Grief: What I DON’T Hate About It
grief /ɡrēf/noun, deep sorrow, especially that caused by someone’s death.
Grief causes physical pain. There are studies that prove this, but you’re just going to have to trust me here, because grief also causes lethargy, and I’m too tired to go find the links. In my grief over the loss of one of my favorite people; a mentor, colleague and friend I’ve known for the duration of my career, I have back pain, a headache, and generalized body blehs. I’m not sick, I’m just sad.
Grief is distracting, it pulls focus. It requires energy. Your mind won’t let you not deal with it for long. Grief doesn’t care about your plans. It takes over. Grief feels impossible, as it represents the loss of someone you really can’t spare from your life. It usually comes with a sense of shock. This one certainly did. In my experience, even if it the death was anticipated, even if there’s some notion of relief, the absence is still loud, jarring. Who you were and what you understood about the world was different when this person was in it, and there’s a shift now that they aren’t. You can feel it in the air, in your mind.
I’ve had some practice with death. I have official funeral clothes. I can close my eyes and smell the flowers. Death has always been part of my life, a big part of my story, my family’s story. Losing someone is a real bitch. Obviously, the closer you were to the person, the more you depended on them to person alongside you, the more of a bitch it is. Grief over death is a pain that is unique from other pain, and there are some things about it I find actually weirdly relieving: this grief is absolute, and it’s shared.

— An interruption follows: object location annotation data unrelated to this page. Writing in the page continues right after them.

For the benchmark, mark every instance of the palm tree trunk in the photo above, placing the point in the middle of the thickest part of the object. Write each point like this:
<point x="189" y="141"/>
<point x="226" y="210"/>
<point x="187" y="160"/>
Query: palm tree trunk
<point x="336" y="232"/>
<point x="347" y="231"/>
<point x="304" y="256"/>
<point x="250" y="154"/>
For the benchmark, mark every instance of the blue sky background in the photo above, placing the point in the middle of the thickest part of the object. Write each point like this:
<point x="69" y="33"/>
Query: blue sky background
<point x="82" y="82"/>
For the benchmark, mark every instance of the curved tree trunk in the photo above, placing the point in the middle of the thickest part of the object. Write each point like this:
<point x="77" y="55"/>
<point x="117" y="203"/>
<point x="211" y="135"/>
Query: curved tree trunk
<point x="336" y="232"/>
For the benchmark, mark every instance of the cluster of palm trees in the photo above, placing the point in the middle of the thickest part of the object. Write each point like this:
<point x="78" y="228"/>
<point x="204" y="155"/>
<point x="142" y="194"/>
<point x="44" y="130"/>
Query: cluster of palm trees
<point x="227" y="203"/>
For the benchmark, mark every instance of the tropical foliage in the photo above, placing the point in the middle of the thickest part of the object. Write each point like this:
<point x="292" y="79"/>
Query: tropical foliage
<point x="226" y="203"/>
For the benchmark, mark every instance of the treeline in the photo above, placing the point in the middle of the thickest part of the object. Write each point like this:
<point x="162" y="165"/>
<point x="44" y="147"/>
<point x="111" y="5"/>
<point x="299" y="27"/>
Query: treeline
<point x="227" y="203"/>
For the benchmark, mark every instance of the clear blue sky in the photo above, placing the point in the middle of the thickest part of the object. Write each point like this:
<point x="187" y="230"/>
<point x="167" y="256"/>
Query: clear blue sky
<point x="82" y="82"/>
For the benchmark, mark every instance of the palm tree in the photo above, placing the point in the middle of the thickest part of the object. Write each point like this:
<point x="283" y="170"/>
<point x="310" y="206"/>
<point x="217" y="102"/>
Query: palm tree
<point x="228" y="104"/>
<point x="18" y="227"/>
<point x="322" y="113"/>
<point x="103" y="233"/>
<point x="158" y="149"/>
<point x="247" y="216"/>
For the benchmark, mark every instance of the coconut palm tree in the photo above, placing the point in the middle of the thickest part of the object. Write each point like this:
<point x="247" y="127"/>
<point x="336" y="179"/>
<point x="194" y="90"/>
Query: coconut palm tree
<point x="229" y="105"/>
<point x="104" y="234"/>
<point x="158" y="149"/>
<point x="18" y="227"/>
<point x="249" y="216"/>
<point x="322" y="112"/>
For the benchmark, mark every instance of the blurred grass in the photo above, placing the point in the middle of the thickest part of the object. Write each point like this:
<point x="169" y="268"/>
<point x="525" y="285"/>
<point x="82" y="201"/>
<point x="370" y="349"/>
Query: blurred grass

With other sadnesses; depression, loss of a job or a relationship, or say, an international pandemic that’s forced you to change every single thing about your life, it feels like the sadness comes with questions. You’re expected to have a plan, to be working on processing your way out of it, to be in motion.
With grief over a death, you’re allowed to just melt into it. It comes with permission to release it all, to sob, to say out loud, THIS IS AWFUL. I HATE THIS : FULL STOP. Not “this is awful, I guess,…but it could be worse,” or “this is awful, I suppose, but I’m learning from it” or “this is awful, maybe, but I’m sure it will get better.” For a short while, anyway, you can just rest in the misery. The worst thing that could have happened, happened. It’s allowed to just be fucking awful. There’s something liberating in that.
And it’s a shared misery- you’re not doing it alone. All around you, people are seeing you, hearing you and nodding, saying, “I know. Me, too.”
With the loss of my friend and colleague, I’m not alone, in the pain or the importance of this person in my life. At the hospital where I knew him and where he worked for three decades, you’d be hard-pressed to find someone he had not taught or touched. At the funeral, it was kind of beautiful to be openly sobbing with coworkers. I’ve known these surgeons, PAs, nurses, techs for a long time, and together, working in surgery, we’ve SEEN SOME STUFF, but never felt free to cry. We walk people through the darkest, most painful moments of their lives, we have to make terrible decisions, we struggle, we ache, but we largely don’t express. We bottle, we compartmentalize, we move immediately on to the next trauma, we take it home, we drink or walk it off…the surgical culture is pretty stoic. It was a relief to cry together over this thing we all could agree was…just awful.
I’m grateful for the tears, for the man I knew and the time I had with him. I’m so, so sad that he is gone. He’s left a large hole. Now, those of us left behind can’t fill that hole, but we can honor his character, curiosity, wisdom, grace, and humor by embracing those parts of ourselves, by sharing them with others, as he did with us. We can love ourselves and each other fiercely. We can keep living, and grieving.